Enquanto dizem manter, na vida prática, as condições para que os netos se desenvolvam de forma saudável, os avós demonstram preocupação com os reflexos que a falta da mãe causa e o quanto ela ainda poderá impactar a longo prazo.
Para lidar com a situação da melhor forma possível, embora seja difícil, o casal diz que tenta separar os dois casos: o que se refere aos direitos de Diego como pai e o que ele figura como réu em julgamento de crime de feminicídio. Em meio à espera por justiça, a dor é a única constante.
— Todo cara que pensa em feminicídio acha que é dono da mulher. Separou hoje, não queria, e ela não pode ficar com outro, não pode fazer mais nada, eles vão lá e matam. Mas antes eles têm que analisar ao redor dela, se colocar no lugar e pensar que, se fosse ele, como a mãe dele iria se sentir. Antes deles fazerem isso — e isso serve pro que fizeram pra mim (minha filha) e pros que estão pensando em fazer com outras mulheres — pensem sempre na família, porque não matam só ela (a mulher), matam a família inteira; mas a família fica de pé, sofrendo. O cara sabe que é irreversível... Eu vou morrer com essa dor — lamenta o pai de Dhiuliane.
A defesa de Diego foi procurada pela reportagem que reiterou a inocência do cliente no processo criminal, que ainda está em fase de instrução — faltando interrogatórios e depoimentos de testemunhas antes de ser iniciada a fase de júri.
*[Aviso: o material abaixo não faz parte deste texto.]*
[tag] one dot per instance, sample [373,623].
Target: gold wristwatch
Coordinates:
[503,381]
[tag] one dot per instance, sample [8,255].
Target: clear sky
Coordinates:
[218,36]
Feminicídio: um crime contra a família
Dados do Observatório Estadual de Segurança Pública indicam que, de janeiro a agosto de 2022, foram registrados 75 feminicídios em todo o Estado, sendo que 62 vítimas eram mães. O levantamento aponta, ainda, que diante destes crimes consumados, 158 pessoas perderam suas mães, sendo 69 crianças e adolescentes com idades entre 12 e 18 anos. Em 93,4% dos casos o autor foi o companheiro ou ex-companheiro da vítima; e em 74,7% dos casos, a residência foi o local do crime.
A desestruturação familiar causada por este tipo de crime é evidente nos processos que passam pelas mãos da promotora de Justiça de Caxias do Sul Graziela Vieira Lorenzoni. A profissional, que atua na Promotoria Criminal de Caxias do Sul, conta que desde que passou a trabalhar em Caxias do Sul, em dezembro de 2021, se dedica a uma média de três casos de feminicídio por mês, entre tentados e consumados. Uma frequência que jamais tinha visto em 22 anos de trajetória no Ministério Público.
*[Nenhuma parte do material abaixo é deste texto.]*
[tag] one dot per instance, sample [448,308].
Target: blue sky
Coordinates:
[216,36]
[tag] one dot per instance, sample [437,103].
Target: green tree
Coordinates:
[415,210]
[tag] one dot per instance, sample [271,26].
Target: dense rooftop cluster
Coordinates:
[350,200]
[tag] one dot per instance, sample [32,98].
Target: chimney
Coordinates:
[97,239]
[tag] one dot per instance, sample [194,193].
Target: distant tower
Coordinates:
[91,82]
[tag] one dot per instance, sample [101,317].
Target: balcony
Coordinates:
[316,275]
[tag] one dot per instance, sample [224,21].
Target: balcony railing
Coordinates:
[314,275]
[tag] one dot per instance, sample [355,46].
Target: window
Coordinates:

No recorte por município, Caxias do Sul, que tem 523.716 habitantes, segundo projeção do IBGE para 2021, aparece com cinco registros de feminicídio consumados até o final de agosto. A cidade lidera a lista estadual de casos ao lado de Porto Alegre, que tem praticamente o triplo da população estimada, 1.492.530, e Passo Fundo, que tem menos da metade: 206.103.
A cidade da Serra também se destaca negativamente nos registros de tentativa de feminicídio, com cinco casos de janeiro a agosto, mesmo número de cidades como Santa Maria e Santiago. Em Passo Fundo, o número de tentativas é maior, sete, e a lista é liderada por Porto Alegre, com 23 registros.
— A maioria dos casos que atendo são cruéis e causaram impactos enormes às famílias envolvidas — conta a promotora.
Dentre os mais marcantes, está o da venezuelana Ariana Victoria Godoy Figuera, 24 anos, que morreu após ataque com líquido ácido. O crime foi cometido em dezembro de 2019 e, em maio deste ano, Deivis Lobato Braga (ex-namorado da vítima) foi condenado a 17 anos de reclusão. Quando foi morta, Ariana deixou um filho de quatro anos e uma filha de um ano — que estão sob cuidados de familiares.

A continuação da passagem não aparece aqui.